Saturday’s post-swimming dinner of burgers and beer at the revered Corner Bistro led me and Nathan to an interesting discussion about what makes a good burger and whether there is such a thing at all, a point on which we have disagreed repeatedly in the last three-and-a-half years.

While chowing down a $6.50 Bistro Burger, Nathan remarked that this was as good as burgers got, and didn’t I agree. Though I was enjoying the burger thoroughly, I replied that, no, I’ve had much better burgers, and that this was fine for bar-eating with beer. We went on to discuss my favorite burgers (such as at Landmarc and especially at Tessaro’s in Pittsburgh, serving the world’s best burger since 1984). What makes them better, or special at all? Well, the bun, for one. And the cheese. And the fresh, perfectly grilled meat.

But Nathan wasn’t convinced. First, he told me that burgers are burgers, and that the setting is more important than the food. A mediocre burger at a fun backyard party is as good as burgers get, he said. He eventually admitted that he finds burgers inappropriate in most restaurant settings, which led us to the conclusion that, in fact, sandwiches and other finger foods are somewhat inappropriate in most restaurants, including Landmarc. This has never stopped me from ordering one, and in fact I order them specifically in nice restaurants, expecting especially good preparations and usually getting them (such as the one I had recently at Balthazar).
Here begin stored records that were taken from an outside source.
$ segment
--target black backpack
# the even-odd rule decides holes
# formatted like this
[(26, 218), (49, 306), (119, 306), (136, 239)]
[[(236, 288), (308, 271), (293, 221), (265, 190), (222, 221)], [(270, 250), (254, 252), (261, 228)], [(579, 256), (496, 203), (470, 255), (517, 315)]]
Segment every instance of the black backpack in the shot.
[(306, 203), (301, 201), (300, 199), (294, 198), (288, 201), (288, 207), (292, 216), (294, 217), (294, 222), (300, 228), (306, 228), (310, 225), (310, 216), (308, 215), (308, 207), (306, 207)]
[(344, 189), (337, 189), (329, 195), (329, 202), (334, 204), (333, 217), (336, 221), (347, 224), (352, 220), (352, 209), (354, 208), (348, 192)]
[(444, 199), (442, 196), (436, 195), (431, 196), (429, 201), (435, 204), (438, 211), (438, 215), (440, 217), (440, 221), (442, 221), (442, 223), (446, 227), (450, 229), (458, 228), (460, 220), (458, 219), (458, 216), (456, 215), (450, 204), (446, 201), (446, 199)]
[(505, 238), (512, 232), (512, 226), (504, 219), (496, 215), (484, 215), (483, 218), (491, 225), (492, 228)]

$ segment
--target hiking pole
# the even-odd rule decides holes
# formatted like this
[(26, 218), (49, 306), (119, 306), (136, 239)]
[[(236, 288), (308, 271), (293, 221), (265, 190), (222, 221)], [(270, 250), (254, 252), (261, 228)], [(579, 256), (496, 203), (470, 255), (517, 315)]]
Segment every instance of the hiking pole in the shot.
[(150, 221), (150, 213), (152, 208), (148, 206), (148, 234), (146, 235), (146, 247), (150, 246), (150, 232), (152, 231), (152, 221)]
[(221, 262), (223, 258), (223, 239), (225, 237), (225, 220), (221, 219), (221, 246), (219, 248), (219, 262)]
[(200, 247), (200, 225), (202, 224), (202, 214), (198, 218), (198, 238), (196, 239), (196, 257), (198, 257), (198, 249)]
In short, Nathan can’t tolerate the elevation of hamburgers, hot dogs, and other party foods. They are meant to be enjoyed at a party or bar or on the street with friends, not stuffed with foie gras and truffles. They should be cheap, never costing more than $8, and that ought to include fries.

I’m inclined to agree with him somewhat. Burgers can and should be elevated in certain ways in certain restaurants. What gets me is when a restaurant has a $15 burger that isn’t special. Don’t waste my time, basically. But a perfect burger, such as a Tessaro’s bacon–blue cheeseburger, perfect from bun to toasted bun, is priceless.